Страница 11 из 50
Когда земля перестала содрогаться и Скайдрите открыла глаза, первое, что она увидела, был пылающий автобус, а рядом с машиной – тело шофера.
– Доченька, что с тобой? На кого ты похожа! – спрашивала вконец перепуганная мать, когда Скайдрите в порванной юбке, в мокрых и грязных туфлях ночью ввалилась в комнату.
Лицо Скайдрите отмыла в каком-то ручье, но запекшаяся возле царапины кровь темнела, точно пятно на белой ткани.
– Ничего, ничего, – пыталась она успокоить мать, но сама, обессилев, упала на стул.
Элиза Свемпе зажгла свет, но тотчас в страхе повернула выключатель. А что, если фашисты заметят свет с самолета и бросят бомбу?
За короткое мгновение Скайдрите успела заметить, что обычно такая уютная комната стала совсем чужой. Только спустя некоторое время, когда глаз привык к белесому сумраку июньской ночи, девушка поняла, в чем дело. Это заклеенные бумажными крестами окна придавали, комнате сходство с клеткой.
– Мамочка, ты уже уложила вещи?
– Какие вещи, Скайдрите? – в недоумении спросила мать. – Мы же не собираемся никуда уезжать…
– Как, мама, разве ты хочешь остаться?!
– Уехать… Я бы с радостью, но…
В наружной двери почти бесшумно повернулся ключ, и в комнату вошел дядя Скайдрите, старый Донат Бауманис.

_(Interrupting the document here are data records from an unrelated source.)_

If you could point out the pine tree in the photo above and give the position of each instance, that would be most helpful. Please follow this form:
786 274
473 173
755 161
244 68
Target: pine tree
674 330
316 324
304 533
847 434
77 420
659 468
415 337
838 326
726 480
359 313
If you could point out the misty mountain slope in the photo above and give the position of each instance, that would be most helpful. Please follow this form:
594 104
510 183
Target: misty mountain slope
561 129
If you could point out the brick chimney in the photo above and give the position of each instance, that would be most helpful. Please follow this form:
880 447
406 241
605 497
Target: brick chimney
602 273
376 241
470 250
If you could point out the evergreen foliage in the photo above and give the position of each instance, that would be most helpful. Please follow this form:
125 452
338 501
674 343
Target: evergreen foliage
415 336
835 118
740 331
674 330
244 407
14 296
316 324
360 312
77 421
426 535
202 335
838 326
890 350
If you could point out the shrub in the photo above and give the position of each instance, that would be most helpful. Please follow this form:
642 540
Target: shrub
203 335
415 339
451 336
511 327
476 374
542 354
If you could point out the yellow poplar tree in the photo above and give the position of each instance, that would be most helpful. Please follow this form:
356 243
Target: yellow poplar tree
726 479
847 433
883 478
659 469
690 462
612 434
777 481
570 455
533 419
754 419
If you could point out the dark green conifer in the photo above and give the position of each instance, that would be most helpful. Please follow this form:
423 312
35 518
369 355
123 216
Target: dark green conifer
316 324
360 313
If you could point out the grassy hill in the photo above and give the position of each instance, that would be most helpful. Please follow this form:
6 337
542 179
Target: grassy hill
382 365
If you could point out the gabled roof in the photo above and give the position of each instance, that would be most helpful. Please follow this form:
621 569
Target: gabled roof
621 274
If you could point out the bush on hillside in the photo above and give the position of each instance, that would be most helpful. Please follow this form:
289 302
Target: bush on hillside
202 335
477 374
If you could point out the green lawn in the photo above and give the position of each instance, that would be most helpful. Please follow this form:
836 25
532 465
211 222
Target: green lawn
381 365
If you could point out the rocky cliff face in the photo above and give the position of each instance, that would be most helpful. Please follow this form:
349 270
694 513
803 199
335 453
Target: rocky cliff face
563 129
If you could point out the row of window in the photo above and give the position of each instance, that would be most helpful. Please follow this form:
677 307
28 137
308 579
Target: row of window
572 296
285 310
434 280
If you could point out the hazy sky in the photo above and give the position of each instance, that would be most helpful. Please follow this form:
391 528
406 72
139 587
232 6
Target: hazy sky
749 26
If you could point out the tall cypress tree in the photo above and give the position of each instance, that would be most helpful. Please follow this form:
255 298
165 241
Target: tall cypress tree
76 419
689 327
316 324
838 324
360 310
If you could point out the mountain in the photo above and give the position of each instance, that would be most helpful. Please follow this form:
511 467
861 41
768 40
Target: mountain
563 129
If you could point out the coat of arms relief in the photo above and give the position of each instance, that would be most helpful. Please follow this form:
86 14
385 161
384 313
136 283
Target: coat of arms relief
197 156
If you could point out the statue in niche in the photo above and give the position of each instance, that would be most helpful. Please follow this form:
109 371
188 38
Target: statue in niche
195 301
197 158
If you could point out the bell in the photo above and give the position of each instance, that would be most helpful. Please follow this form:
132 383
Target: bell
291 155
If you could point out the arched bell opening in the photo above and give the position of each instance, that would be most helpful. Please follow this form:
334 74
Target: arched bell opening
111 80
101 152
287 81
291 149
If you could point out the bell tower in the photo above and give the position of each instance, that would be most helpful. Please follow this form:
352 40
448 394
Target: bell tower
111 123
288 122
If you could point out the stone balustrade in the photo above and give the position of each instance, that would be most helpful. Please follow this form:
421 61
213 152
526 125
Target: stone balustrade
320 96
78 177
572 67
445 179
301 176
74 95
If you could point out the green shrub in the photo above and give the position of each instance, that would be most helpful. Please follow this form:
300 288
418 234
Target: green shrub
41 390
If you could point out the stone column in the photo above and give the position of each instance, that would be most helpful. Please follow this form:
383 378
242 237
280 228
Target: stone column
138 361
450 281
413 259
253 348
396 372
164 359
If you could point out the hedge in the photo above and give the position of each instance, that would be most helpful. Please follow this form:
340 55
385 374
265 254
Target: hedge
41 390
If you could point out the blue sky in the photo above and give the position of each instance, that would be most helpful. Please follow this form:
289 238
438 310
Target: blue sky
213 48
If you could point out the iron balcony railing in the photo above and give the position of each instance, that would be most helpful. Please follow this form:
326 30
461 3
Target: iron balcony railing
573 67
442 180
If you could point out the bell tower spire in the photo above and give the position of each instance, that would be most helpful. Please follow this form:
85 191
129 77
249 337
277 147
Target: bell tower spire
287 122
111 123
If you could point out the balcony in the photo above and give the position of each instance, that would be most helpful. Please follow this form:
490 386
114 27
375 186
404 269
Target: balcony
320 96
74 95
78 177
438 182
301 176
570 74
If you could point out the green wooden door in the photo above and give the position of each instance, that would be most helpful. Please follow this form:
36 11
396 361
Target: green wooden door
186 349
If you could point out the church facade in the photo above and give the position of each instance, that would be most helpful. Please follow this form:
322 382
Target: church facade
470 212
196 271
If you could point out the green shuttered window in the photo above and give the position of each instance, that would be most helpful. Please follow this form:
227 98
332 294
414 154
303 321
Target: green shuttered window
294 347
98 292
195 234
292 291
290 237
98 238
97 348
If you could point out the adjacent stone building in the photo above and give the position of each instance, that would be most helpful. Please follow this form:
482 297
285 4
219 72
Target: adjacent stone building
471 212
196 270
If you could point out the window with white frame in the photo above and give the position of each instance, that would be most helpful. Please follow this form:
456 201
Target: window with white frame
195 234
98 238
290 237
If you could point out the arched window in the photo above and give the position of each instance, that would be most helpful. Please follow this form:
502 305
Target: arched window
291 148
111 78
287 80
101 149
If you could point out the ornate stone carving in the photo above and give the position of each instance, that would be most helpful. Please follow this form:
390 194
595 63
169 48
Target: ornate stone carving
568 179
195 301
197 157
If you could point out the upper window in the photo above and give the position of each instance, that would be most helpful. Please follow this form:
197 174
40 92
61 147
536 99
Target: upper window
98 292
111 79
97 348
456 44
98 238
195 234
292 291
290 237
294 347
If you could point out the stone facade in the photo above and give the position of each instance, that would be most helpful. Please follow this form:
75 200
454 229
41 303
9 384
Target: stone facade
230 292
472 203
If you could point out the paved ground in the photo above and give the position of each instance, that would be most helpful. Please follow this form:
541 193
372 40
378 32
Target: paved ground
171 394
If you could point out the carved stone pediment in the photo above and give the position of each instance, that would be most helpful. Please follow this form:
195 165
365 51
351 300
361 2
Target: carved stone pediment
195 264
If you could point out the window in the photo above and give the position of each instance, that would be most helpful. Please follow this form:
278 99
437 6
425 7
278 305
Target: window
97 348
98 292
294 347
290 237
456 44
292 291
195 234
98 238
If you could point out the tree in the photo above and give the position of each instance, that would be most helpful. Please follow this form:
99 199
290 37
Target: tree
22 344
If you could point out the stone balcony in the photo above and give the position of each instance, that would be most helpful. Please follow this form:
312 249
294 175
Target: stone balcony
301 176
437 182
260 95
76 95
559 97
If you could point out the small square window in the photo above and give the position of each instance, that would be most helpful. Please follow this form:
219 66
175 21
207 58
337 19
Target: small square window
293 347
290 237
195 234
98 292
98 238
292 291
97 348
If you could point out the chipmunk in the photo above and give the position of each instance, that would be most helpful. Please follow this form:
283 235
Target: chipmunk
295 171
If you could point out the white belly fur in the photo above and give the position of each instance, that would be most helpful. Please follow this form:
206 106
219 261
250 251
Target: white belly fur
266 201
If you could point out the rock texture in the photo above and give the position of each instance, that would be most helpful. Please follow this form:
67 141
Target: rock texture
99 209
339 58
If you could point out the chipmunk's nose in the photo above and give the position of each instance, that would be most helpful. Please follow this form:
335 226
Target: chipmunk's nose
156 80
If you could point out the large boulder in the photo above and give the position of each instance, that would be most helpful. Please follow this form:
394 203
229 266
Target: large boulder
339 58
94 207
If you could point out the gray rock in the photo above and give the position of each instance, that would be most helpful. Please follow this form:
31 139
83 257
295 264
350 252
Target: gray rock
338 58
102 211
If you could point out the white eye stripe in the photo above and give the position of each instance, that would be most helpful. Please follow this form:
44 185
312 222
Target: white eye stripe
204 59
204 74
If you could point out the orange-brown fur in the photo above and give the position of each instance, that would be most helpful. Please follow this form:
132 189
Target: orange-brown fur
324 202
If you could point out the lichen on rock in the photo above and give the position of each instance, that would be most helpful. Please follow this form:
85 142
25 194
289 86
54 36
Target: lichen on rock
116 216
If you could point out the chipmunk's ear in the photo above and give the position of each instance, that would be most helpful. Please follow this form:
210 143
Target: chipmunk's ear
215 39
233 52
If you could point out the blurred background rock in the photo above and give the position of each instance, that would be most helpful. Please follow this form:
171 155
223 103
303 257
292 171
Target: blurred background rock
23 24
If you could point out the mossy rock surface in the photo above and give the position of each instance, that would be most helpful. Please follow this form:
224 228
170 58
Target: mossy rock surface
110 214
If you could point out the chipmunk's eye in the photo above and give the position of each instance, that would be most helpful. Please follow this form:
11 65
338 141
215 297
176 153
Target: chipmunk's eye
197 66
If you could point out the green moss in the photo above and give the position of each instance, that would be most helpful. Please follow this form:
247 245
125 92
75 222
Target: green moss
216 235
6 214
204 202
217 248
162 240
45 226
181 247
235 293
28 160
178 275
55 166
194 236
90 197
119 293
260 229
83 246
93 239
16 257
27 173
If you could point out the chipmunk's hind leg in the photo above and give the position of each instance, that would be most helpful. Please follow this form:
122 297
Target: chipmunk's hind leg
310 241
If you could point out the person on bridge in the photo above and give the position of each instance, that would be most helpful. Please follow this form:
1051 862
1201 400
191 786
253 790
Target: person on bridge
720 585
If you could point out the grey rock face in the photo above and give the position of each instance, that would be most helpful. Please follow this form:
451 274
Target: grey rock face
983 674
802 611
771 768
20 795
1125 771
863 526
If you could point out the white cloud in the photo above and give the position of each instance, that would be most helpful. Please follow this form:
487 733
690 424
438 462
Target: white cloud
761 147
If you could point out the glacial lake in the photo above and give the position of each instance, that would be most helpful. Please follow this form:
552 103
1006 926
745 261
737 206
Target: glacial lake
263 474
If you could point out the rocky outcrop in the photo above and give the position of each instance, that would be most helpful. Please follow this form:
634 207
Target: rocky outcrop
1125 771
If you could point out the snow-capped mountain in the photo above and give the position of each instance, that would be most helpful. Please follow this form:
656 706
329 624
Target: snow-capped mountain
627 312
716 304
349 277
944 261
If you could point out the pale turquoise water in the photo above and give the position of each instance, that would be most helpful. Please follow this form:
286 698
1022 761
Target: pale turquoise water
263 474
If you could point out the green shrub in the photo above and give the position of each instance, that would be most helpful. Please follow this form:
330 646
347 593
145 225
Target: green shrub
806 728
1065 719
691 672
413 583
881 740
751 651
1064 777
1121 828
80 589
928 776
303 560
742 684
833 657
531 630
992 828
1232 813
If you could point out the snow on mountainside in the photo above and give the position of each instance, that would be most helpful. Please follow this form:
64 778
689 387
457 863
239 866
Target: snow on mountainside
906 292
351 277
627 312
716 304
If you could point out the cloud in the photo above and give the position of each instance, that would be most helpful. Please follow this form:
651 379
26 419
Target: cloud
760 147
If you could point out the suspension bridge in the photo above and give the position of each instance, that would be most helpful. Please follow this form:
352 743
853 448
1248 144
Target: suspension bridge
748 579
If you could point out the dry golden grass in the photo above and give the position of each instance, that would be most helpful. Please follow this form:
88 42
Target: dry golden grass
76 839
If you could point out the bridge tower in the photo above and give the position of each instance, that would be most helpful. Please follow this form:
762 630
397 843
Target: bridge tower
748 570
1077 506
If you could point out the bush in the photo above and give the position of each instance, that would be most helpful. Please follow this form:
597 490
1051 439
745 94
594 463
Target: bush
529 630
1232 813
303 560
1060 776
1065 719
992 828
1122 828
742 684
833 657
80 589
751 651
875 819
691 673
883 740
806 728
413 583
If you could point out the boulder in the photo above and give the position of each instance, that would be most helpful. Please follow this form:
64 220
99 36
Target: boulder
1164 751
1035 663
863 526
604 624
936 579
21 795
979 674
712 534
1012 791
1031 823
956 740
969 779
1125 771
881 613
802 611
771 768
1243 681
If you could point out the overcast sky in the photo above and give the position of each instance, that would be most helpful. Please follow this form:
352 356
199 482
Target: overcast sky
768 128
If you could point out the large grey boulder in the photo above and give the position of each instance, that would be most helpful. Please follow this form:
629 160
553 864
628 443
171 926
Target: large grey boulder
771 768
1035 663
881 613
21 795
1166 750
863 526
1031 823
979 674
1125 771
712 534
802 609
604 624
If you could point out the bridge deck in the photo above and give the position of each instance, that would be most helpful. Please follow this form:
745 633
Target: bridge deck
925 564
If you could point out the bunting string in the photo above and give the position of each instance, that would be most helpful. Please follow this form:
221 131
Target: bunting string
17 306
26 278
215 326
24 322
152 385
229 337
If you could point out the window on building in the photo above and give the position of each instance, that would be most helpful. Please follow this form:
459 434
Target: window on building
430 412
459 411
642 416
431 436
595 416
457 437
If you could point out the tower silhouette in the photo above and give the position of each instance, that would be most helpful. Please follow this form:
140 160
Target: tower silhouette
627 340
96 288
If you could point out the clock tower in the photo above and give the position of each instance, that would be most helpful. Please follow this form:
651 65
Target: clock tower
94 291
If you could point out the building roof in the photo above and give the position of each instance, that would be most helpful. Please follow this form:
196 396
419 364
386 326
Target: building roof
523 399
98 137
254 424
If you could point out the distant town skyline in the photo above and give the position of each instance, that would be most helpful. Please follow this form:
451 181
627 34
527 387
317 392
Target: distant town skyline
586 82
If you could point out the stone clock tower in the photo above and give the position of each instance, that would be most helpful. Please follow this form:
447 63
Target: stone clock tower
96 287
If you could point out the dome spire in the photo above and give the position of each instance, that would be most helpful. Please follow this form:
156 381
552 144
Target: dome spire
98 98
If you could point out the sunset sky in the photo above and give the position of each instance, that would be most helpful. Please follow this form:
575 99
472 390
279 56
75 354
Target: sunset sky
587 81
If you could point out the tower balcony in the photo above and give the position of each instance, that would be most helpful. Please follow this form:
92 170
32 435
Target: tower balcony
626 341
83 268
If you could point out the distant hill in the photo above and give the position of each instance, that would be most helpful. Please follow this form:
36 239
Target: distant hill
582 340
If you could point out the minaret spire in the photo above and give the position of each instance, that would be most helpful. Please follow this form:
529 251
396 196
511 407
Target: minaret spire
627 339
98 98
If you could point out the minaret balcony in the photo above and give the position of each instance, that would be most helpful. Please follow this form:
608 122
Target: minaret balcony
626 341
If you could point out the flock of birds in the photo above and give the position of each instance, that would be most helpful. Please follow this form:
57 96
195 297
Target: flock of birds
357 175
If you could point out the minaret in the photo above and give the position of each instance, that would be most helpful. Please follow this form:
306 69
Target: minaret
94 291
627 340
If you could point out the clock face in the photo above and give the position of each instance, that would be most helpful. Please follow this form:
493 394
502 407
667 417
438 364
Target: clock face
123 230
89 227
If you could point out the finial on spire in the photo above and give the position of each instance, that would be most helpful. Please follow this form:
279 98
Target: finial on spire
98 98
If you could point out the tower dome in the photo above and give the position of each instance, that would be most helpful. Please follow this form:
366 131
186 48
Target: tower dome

Несмотря на волнение, девушка все же обратила внимание на то, что теперь, в дни войны, дядя Донат вернулся к своей давнишней странной привычке бродить по ночам. Помнится, когда Скайдрите была еще подростком, ее часто будили осторожные шаги – это дядя Донат под утро возвращался домой. Многое ей было непонятно в этом спокойном, добродушном, замкнутом человеке. До установления Советской власти ему принадлежал четырехэтажный дом, и все же у него никогда не было ни гроша за душой. Матери, ведавшей скромным хозяйством своего брата, приходилось наниматься на поденную работу, чтобы раздобыть средства на учебу дочери. Куда же он девал деньги, полученные от жильцов? Уж не играл ли дядя Донат по ночам в карты? Эта мысль не раз приходила девочке в голову. Но если это было так, то дядя очень ловко умел скрывать свою страсть. Ведь когда к ним изредка приходили гости и кто-нибудь, случалось, предлагал перекинуться в подкидного дурака или в «свои козыри», старый Бауманис всегда отказывался, уверяя, что он ничего в картах не смыслит и не умеет отличить короля от валета.
Скайдрите обратилась к дяде за поддержкой:
– Дядя Донат, ты ведь тоже поедешь с нами, правда? Скажи маме, чтобы она поскорее собиралась.
Мать и дядя переглянулись. Скайдрите тщетно пыталась понять, что это значило. Потом старик кашлянул, погладил племянницу по голове и, вынув изо рта трубку, сказал:
– Нет, Скайдрите, мы с матерью уже старики. Мы никуда не поедем.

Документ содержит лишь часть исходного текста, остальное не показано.